Medway is a member of the Tri-Valley League (TVL), traditionally a competitive league made up of mainly Division II and III schools. In 2012, the boys Ice Hockey team appeared in the State Finals at TD Garden. In 2008 the Mustangs won a Co-Share of the TVL for Football, which they shared with Norton High School.

Some other recent TVL tiles since 1995 include:
- Ice Hockey TVL titles in 2007, 2006, 2017, 2019, & 2020
- Girls Soccer TVL titles in 2006 & 2001.
- Boys Soccer TVL titles in 2012, 2005, 2002, 2000, 1998 & 1995.
- Boys Baseball TVL titles in 2002 and 2016.
- Boys Basketball TVL title in 2017.
- Girls Volleyball TVL titles in 2001, 2000 & 1999.
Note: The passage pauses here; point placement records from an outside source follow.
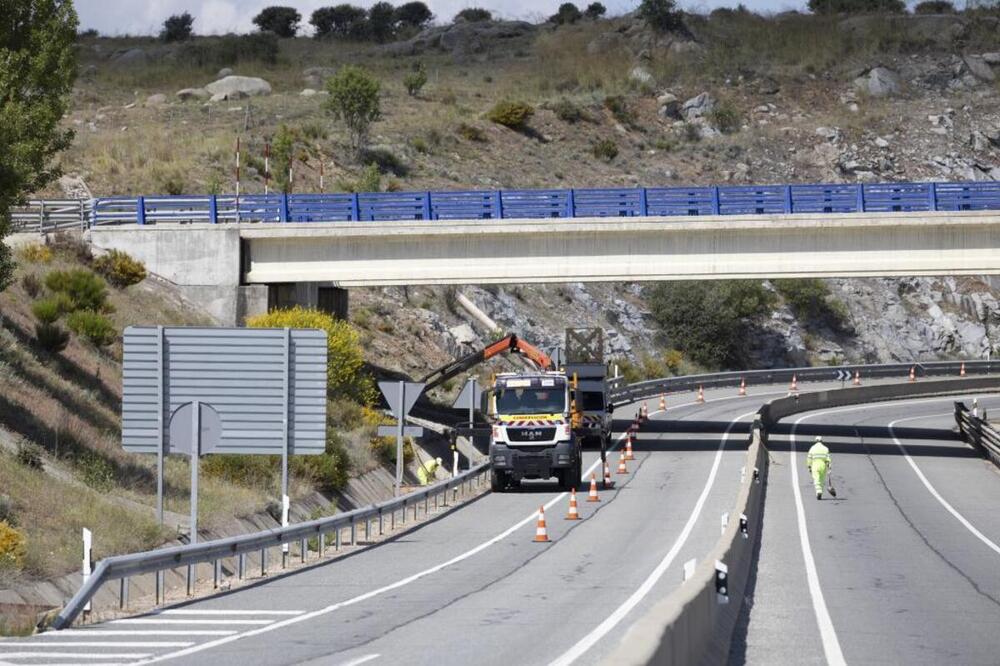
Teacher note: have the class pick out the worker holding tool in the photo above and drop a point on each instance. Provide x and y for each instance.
(818, 463)
(426, 471)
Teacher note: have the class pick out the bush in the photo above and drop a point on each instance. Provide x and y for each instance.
(416, 80)
(605, 149)
(51, 337)
(85, 290)
(474, 15)
(934, 7)
(94, 327)
(471, 133)
(725, 118)
(35, 253)
(282, 21)
(710, 322)
(514, 115)
(661, 15)
(567, 14)
(120, 269)
(177, 28)
(345, 372)
(12, 547)
(355, 100)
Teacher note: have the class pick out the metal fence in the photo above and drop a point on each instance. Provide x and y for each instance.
(534, 204)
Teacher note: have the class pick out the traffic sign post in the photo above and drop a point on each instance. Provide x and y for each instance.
(401, 397)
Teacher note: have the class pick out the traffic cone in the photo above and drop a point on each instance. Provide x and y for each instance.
(541, 533)
(573, 513)
(592, 497)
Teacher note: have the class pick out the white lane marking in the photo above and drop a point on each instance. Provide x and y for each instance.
(182, 611)
(828, 635)
(361, 660)
(933, 491)
(144, 621)
(136, 632)
(591, 639)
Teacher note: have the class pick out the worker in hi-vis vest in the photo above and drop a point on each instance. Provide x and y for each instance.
(426, 471)
(818, 463)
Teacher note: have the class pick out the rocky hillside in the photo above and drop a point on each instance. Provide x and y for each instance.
(733, 98)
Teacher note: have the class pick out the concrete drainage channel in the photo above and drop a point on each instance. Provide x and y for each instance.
(695, 623)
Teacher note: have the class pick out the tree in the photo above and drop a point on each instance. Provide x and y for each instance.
(661, 15)
(340, 21)
(177, 28)
(37, 70)
(413, 15)
(282, 21)
(474, 15)
(381, 21)
(567, 13)
(355, 100)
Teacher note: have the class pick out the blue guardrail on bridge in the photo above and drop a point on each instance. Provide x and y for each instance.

The 2001 Girls Volleyball team finished their season undefeated at 25–0. They won an unbelievable 55 of 56 total sets played during that streak. They had also appeared in the state finals in 2000 and had won the state finals in 1999.

The Boys Baseball team enjoyed a historic season of their own in 2002, finishing 22-2 and easily capturing the TVL title with a regular season record of 19–1. Seven of the nine players in the starting line-up were seniors.

Recently, Medway High School graduate Zack DiGregorio went to the 2022 Winter Olympics to participate as a part of the U.S. Luge Team.

== Theatre ==
The Medway High School musical is produced on a yearly basis. Each year's show is typically cast in mid-to-late December, with rehearsals running from early January through mid March. Most performances last about two and a half hours, which includes one intermission.